Thursday, December 28, 2006

Bad Moves

The last few days have seen a remarkable level of bad news. So far, we've seen James Brown die, we've seen Gerald Ford die, we've had an earthquake disrupt communications to and from Taiwan, we've had a bunch of armed men divest an entire mall of its weekend sales... it's as though 2006 decided to spring its misfortune at us all at once.

If there was anything that raised my hackles about the year-end news, however, it was this little piece about how an Indian chess player was caught cheating with a wireless device. In an era where the game's traditionalists are grappling with the encroachment of technology upon their "sport", this is a particular slap to their collective faces. Having been all of a chess player, a chess technologist and a tournament organizer at various points in my life, I can see why.

The offense is just wrong on so many levels. For standard players both casual and professional, it represents the fringe attitude of using competition to promote personal superiority. Games are supposed to help you improve certain mental and social skills. They're not supposed to assist you in amassing wealth and fame, crushing your opponents, seeing them driven before you, and hearing the lamentations of their women. Sharma's move can be compared to consulting a dictionary in a game of Scrabble or opening up Wikipedia in the middle of Trivial Pursuit: It illustrates a desire to win, regardless of cost or consequences -- and it must be heavily discouraged.

For programmers and tech conceptualists, the offense represents nothing more than a perversion of their efforts. Technology is usually created to benefit society, not to provide advantages over others. Using the same technology for dubious areas implies that a certain amount of greed or want goes into the justification. Dynamite was not created to blow people up. Chatrooms were not conceptualized to cater to peoples' paedophiliac tendencies. And despite what some opportunists may think, wireless phone technology was not created so that they could cheat at chess.

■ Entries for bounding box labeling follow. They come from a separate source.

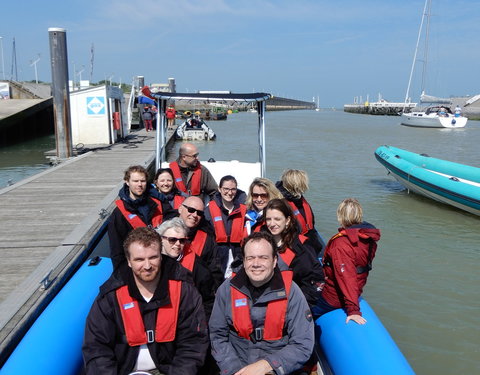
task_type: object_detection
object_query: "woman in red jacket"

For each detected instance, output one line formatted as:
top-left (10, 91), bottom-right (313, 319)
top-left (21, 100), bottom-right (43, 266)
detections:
top-left (312, 198), bottom-right (380, 324)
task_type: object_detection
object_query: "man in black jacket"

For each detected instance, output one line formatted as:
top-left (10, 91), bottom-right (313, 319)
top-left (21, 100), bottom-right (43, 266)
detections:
top-left (82, 228), bottom-right (208, 375)
top-left (108, 165), bottom-right (176, 270)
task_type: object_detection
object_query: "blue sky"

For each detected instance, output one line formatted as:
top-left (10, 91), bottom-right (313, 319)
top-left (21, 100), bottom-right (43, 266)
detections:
top-left (0, 0), bottom-right (480, 107)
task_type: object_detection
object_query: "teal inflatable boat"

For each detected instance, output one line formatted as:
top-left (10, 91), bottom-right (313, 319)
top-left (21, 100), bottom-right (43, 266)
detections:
top-left (375, 146), bottom-right (480, 215)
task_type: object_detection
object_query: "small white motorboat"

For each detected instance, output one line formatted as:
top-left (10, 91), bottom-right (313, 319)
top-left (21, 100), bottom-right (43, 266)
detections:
top-left (401, 106), bottom-right (468, 129)
top-left (175, 116), bottom-right (217, 141)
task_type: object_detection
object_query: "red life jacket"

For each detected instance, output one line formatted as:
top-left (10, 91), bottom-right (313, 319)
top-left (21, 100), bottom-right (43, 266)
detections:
top-left (115, 197), bottom-right (163, 229)
top-left (180, 230), bottom-right (207, 272)
top-left (170, 161), bottom-right (202, 195)
top-left (278, 234), bottom-right (307, 267)
top-left (323, 229), bottom-right (374, 274)
top-left (173, 195), bottom-right (186, 210)
top-left (208, 201), bottom-right (247, 243)
top-left (115, 280), bottom-right (182, 346)
top-left (288, 197), bottom-right (313, 234)
top-left (230, 271), bottom-right (293, 341)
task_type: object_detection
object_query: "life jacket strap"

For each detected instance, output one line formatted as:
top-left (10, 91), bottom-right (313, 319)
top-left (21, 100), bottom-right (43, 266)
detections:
top-left (250, 327), bottom-right (263, 344)
top-left (147, 329), bottom-right (155, 344)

And then there's the fact that such a practice is detrimental to the concept of tournaments as a whole. When you're trying to put together a safe venue for fair play, the last thing you want is for some idiot to walk in and muck everything up just so that they can steal a few more points from the community. It insults an organizer's efforts at security and offends each player's sensibilities. What's worse is that it's clearly an area where the player should police himself, as opposed to waiting for an official to tell him that he's doing something wrong.

Put all this together, and you can see why cheating offenses like these are tantamount to any criminal charge: You know perfectly well that it's wrong, you know perfectly well that it will affect multiple people on so many levels, and you do it regardless.

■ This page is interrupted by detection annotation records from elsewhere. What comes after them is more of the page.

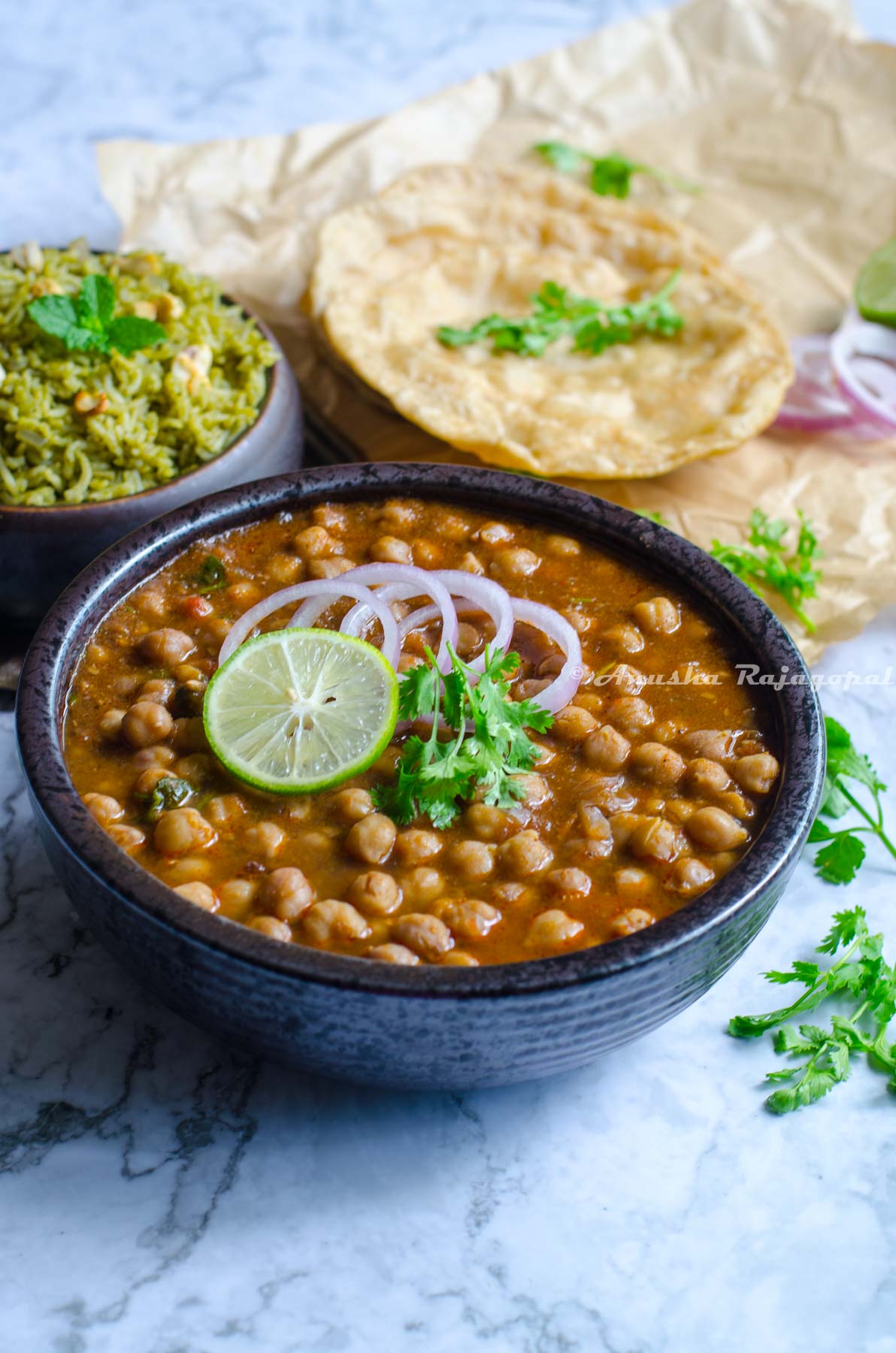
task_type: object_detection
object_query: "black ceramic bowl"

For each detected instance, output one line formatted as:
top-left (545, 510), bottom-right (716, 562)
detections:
top-left (0, 316), bottom-right (303, 625)
top-left (17, 464), bottom-right (825, 1089)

Sharma received a ten-year ban from competitive chess play as a result of his efforts; This was expected, in a way. Because you can't level much in the way of criminal charges against cheaters, most competitive bodies organize their own sanctions against erring players. Various ban lengths seem to be the norm, especially at higher offenses. It's a lot like suspending a student for plagiarism, if you want to look at it that way.

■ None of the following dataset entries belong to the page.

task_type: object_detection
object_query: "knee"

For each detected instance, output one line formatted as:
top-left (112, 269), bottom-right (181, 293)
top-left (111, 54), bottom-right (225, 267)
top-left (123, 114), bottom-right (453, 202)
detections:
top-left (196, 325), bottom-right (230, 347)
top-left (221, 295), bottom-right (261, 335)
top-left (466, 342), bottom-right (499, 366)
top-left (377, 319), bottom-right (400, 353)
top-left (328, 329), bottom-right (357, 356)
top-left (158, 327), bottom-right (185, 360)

Ten years is usually the second-longest length of ban time that can get imposed as a sanction. On the one hand, it's not so long that an offender can carefully consider his crime and possibly return to the game after the period of censure is over. On the other hand, it's long enough to guarantee that the offender's presence won't darken any doorways in the near future. The highest penalty -- the lifetime ban -- is usually only reserved for people who bring actual criminal offenses to a tournament (graft, assault or anything beyond that, for instance), but cheating brings about its own stigma that won't easily be forgotten even after ten years. Sharma will find that he will have quite the long road uphill to climb, if he ever decides to return to the game after a decade's wait.

Seeing that this is chess, however, I figure that Umakant Sharma will likely run into more than a few problems in his life outside the game. This isn't some diversion like badminton or Magic: the Gathering where whatever you accomplish in the tournament scene will probably stay in the tournament scene. This is chess, ladies and gentlemen. This is the game that practically half the world plays, a game that is widely considered to rely on one's personal talents. Tell a person that you cheated your way into the World Poker Tour, and they might still forgive you for it; Tell that same person that you attempted to cheat your way into a national chess championship, and they'll close their doors to you. Chess is considered to be the utmost formality of all the games out there: If you can't conduct yourself properly when playing it, then what more can be done for you?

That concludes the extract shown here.